4 aylık çalışmanın ve müthiş reklamların sonunda ‘Alice’ müzikalini nihayet seyredebildik. Açıkçası bol yıldızlı kadrosu, usta isimlerin işin başında oluşu, bolca verilen coşku sayesinde prömiyere koşarak gittim...
Zira Türkiye’de müzikal işleri hep hayal kırıklığı yaşattığı için, “Alice, makus talihimizi değiştirir mi?” merakım tavan yapmıştı. Peki müzikalden hangi duyguyla çıktım? Anlatayım...
■ Sahneye uçarak giren, ‘telefonları kapatın, anne sen de kapat rezil etme beni’ diyerek ayar çeken Enis Arıkan, sahnenin starıydı. Beyaz kürkü, tavşan kulaklı şapkası, kolyeleri gözlükleriyle havalı bir tavşandı. O sahneye her çıktığında enerji de yükseldi, samimi halleriyle eğlendirdi, çok sevildi.
■ Ardından teknolojinin tüm nimetlerinden yararlanan oyun başladı. Videolar, multimedya perdeler derken sahneler, dekorlar çok etkileyici, çok iyiydi.
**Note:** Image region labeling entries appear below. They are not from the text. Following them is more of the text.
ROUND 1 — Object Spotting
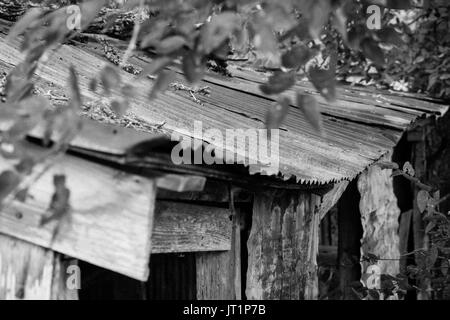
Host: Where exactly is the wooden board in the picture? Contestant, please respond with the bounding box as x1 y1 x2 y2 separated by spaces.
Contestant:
152 201 232 253
246 191 321 300
358 155 400 275
195 210 242 300
0 235 78 300
0 149 156 281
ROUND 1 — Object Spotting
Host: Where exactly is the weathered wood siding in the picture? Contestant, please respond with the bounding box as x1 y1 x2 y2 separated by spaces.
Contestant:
0 146 156 281
246 191 321 300
358 155 400 275
0 235 78 300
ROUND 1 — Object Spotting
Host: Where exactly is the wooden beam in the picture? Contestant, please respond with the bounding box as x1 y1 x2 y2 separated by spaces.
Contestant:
246 190 322 300
319 181 349 220
0 235 78 300
358 154 400 275
152 201 232 253
195 210 242 300
0 146 156 281
338 180 362 300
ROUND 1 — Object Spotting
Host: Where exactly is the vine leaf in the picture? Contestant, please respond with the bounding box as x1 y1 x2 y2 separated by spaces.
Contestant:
182 52 205 84
376 27 404 47
200 12 241 54
309 63 336 102
360 37 385 66
100 64 121 95
297 93 324 136
156 36 186 55
6 8 43 41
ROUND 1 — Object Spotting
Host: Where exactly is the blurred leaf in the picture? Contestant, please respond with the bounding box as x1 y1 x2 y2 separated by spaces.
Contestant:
309 66 336 102
375 161 398 170
182 52 205 85
416 190 430 213
297 93 324 136
40 174 70 226
266 97 291 129
281 44 312 68
140 57 173 77
259 71 296 94
69 65 83 108
332 7 348 42
364 0 411 9
150 70 176 99
6 8 43 41
376 27 405 47
304 0 331 39
360 37 385 66
403 161 416 177
199 11 241 54
155 36 186 55
89 78 98 92
441 259 450 276
100 64 121 94
0 170 20 203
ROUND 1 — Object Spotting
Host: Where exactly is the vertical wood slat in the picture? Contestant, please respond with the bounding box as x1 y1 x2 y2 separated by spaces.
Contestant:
195 210 242 300
358 154 400 275
338 180 362 300
246 191 322 300
412 128 429 300
0 234 78 300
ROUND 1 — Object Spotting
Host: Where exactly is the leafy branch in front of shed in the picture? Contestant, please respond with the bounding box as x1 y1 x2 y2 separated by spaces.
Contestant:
0 0 410 220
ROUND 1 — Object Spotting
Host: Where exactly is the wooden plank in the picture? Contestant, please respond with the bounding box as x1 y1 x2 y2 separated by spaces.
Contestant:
152 201 232 253
156 174 206 192
412 128 430 300
195 211 242 300
246 191 321 300
319 181 349 220
0 234 78 300
398 210 412 273
338 180 362 300
0 147 156 280
358 154 400 275
0 32 401 183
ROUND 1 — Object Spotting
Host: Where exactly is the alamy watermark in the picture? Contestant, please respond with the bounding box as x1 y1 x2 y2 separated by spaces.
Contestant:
171 121 280 175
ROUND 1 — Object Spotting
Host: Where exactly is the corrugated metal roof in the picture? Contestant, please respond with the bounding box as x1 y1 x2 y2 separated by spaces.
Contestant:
0 29 448 184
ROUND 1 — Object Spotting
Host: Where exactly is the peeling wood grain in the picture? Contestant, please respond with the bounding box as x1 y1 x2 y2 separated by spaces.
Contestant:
0 28 442 183
319 181 349 220
152 201 232 253
195 210 242 300
0 144 156 281
0 234 78 300
358 155 400 275
246 191 321 300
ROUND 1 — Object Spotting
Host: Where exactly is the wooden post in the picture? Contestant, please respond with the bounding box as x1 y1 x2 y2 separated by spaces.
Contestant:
358 155 400 276
246 183 346 300
195 210 241 300
0 234 81 300
338 180 362 300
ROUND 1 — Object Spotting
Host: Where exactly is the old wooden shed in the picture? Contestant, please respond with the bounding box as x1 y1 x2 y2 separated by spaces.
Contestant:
0 19 448 299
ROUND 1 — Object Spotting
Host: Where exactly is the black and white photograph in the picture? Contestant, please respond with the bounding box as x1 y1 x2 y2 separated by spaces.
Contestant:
0 0 450 308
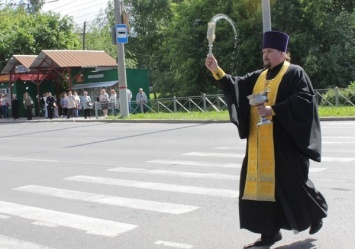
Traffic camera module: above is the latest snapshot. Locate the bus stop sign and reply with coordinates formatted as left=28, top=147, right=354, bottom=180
left=116, top=24, right=128, bottom=43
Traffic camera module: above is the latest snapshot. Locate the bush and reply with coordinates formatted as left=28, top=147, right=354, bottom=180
left=320, top=84, right=355, bottom=106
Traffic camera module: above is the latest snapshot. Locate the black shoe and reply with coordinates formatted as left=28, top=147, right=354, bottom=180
left=309, top=220, right=323, bottom=234
left=243, top=232, right=282, bottom=249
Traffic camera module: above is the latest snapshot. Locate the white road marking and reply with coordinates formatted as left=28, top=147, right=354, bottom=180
left=14, top=185, right=199, bottom=214
left=0, top=157, right=59, bottom=163
left=65, top=175, right=239, bottom=198
left=32, top=221, right=58, bottom=227
left=148, top=159, right=241, bottom=168
left=322, top=141, right=355, bottom=144
left=108, top=167, right=238, bottom=180
left=322, top=157, right=355, bottom=163
left=183, top=152, right=245, bottom=158
left=0, top=201, right=137, bottom=237
left=0, top=214, right=11, bottom=220
left=183, top=152, right=355, bottom=163
left=154, top=240, right=193, bottom=249
left=0, top=235, right=54, bottom=249
left=309, top=168, right=327, bottom=173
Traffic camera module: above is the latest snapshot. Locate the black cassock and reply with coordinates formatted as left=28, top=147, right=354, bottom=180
left=217, top=63, right=328, bottom=234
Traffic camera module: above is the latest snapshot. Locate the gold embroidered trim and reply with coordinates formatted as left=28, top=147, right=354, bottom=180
left=242, top=61, right=290, bottom=201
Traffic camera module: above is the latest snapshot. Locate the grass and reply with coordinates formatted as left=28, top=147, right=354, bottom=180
left=318, top=106, right=355, bottom=117
left=108, top=106, right=355, bottom=121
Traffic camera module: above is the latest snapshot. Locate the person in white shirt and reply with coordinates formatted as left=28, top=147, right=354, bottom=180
left=65, top=91, right=78, bottom=119
left=136, top=88, right=148, bottom=113
left=99, top=88, right=109, bottom=117
left=126, top=88, right=132, bottom=112
left=109, top=89, right=117, bottom=116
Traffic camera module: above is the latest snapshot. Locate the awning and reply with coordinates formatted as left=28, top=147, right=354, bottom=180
left=72, top=80, right=118, bottom=90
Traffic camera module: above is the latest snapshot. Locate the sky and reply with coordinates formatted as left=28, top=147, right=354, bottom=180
left=0, top=0, right=105, bottom=26
left=42, top=0, right=108, bottom=25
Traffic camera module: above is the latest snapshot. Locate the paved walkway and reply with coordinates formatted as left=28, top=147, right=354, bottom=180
left=0, top=116, right=355, bottom=123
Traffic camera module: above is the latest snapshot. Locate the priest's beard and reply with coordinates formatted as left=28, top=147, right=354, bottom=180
left=264, top=60, right=271, bottom=69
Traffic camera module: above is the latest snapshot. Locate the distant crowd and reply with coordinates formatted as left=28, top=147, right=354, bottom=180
left=0, top=88, right=148, bottom=120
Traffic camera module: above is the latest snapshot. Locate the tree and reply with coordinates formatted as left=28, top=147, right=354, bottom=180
left=273, top=0, right=355, bottom=88
left=0, top=7, right=79, bottom=65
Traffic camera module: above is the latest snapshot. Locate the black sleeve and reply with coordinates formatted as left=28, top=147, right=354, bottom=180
left=272, top=66, right=321, bottom=161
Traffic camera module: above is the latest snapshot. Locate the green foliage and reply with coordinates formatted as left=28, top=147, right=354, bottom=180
left=320, top=86, right=355, bottom=106
left=18, top=0, right=355, bottom=97
left=0, top=8, right=79, bottom=61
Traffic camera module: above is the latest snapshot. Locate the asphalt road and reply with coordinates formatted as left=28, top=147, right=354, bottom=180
left=0, top=121, right=355, bottom=249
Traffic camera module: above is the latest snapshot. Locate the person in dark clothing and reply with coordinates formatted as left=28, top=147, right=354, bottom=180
left=23, top=92, right=33, bottom=120
left=205, top=31, right=328, bottom=248
left=11, top=94, right=20, bottom=120
left=46, top=92, right=56, bottom=119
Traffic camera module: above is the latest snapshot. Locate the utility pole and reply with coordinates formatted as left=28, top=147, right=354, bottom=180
left=261, top=0, right=271, bottom=33
left=114, top=0, right=129, bottom=117
left=83, top=22, right=86, bottom=50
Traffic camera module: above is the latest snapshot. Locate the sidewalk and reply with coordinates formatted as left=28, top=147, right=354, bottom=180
left=0, top=116, right=355, bottom=124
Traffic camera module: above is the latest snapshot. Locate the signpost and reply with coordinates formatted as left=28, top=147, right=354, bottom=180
left=114, top=0, right=129, bottom=117
left=116, top=24, right=128, bottom=43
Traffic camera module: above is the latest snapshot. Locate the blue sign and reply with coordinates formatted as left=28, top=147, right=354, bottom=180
left=116, top=24, right=128, bottom=43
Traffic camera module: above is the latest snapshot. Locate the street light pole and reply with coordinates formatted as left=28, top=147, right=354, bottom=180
left=261, top=0, right=271, bottom=33
left=114, top=0, right=129, bottom=117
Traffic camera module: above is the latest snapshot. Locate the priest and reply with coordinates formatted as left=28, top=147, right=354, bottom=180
left=205, top=31, right=328, bottom=248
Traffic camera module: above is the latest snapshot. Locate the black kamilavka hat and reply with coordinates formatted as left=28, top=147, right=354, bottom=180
left=263, top=31, right=288, bottom=52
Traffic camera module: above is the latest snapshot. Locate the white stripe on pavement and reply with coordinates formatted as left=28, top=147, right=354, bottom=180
left=0, top=235, right=53, bottom=249
left=0, top=201, right=137, bottom=237
left=65, top=175, right=239, bottom=198
left=14, top=185, right=199, bottom=214
left=0, top=157, right=59, bottom=163
left=148, top=159, right=241, bottom=168
left=322, top=141, right=355, bottom=144
left=183, top=152, right=245, bottom=158
left=108, top=167, right=238, bottom=180
left=154, top=240, right=193, bottom=249
left=322, top=157, right=355, bottom=163
left=183, top=152, right=355, bottom=163
left=309, top=168, right=327, bottom=173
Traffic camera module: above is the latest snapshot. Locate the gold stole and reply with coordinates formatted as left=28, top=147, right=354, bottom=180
left=242, top=61, right=290, bottom=201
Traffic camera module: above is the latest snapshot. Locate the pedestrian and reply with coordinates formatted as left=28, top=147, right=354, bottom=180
left=126, top=88, right=132, bottom=112
left=205, top=31, right=328, bottom=248
left=109, top=89, right=117, bottom=116
left=136, top=88, right=148, bottom=113
left=60, top=92, right=68, bottom=118
left=65, top=91, right=78, bottom=119
left=23, top=92, right=33, bottom=120
left=81, top=91, right=92, bottom=119
left=11, top=94, right=20, bottom=120
left=0, top=93, right=10, bottom=119
left=46, top=92, right=57, bottom=119
left=99, top=88, right=109, bottom=118
left=73, top=91, right=82, bottom=118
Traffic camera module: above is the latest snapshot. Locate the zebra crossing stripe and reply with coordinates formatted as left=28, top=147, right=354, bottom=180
left=0, top=201, right=138, bottom=237
left=65, top=175, right=239, bottom=198
left=148, top=159, right=240, bottom=168
left=14, top=185, right=199, bottom=214
left=154, top=240, right=193, bottom=249
left=108, top=167, right=238, bottom=180
left=182, top=152, right=245, bottom=158
left=0, top=235, right=54, bottom=249
left=0, top=157, right=59, bottom=163
left=183, top=152, right=355, bottom=163
left=322, top=157, right=355, bottom=163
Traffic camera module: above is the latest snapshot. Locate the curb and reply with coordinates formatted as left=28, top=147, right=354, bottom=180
left=0, top=116, right=355, bottom=124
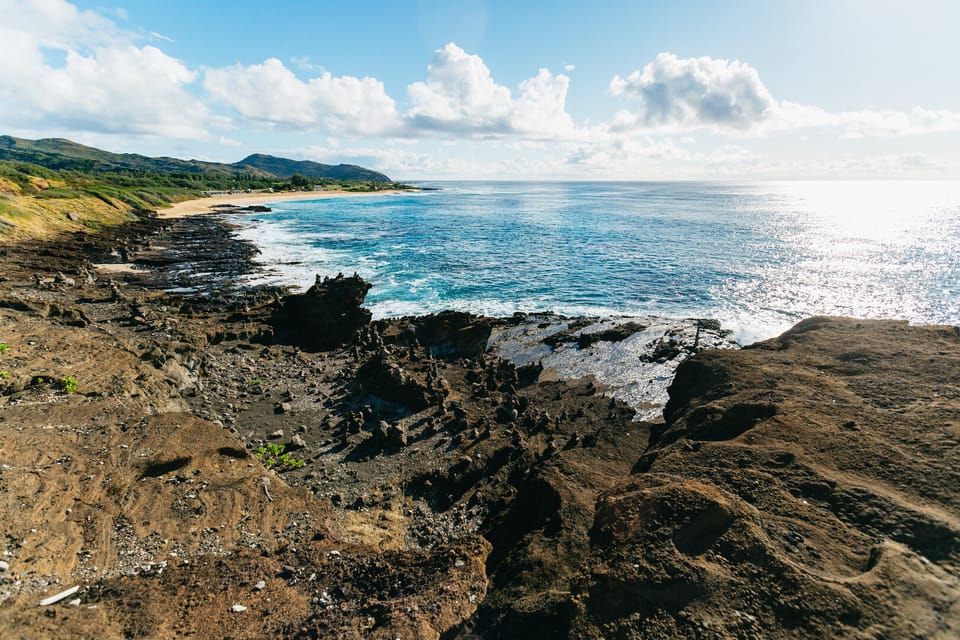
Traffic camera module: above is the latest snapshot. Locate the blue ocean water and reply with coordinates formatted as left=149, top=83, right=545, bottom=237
left=230, top=181, right=960, bottom=342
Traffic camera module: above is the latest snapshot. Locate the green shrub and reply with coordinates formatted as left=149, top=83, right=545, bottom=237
left=60, top=376, right=77, bottom=393
left=256, top=443, right=306, bottom=469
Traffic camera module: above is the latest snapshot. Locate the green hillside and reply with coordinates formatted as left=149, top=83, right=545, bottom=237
left=233, top=153, right=392, bottom=182
left=0, top=136, right=392, bottom=183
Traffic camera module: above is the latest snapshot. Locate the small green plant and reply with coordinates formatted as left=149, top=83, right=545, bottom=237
left=256, top=443, right=306, bottom=469
left=60, top=376, right=77, bottom=393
Serenay Sarıkaya’nın havada süzülerek, uçarak şarkı söylediği anlar iyiydi.
■ Şahane dekorlar sayesinde kendimi büyüleyici bir ormanın içinde hissettim, o kadar başarılıydı. Kostümler de çok iyiydi, ‘Cirque du Soleil’ kadar renkli bir dünya vardı.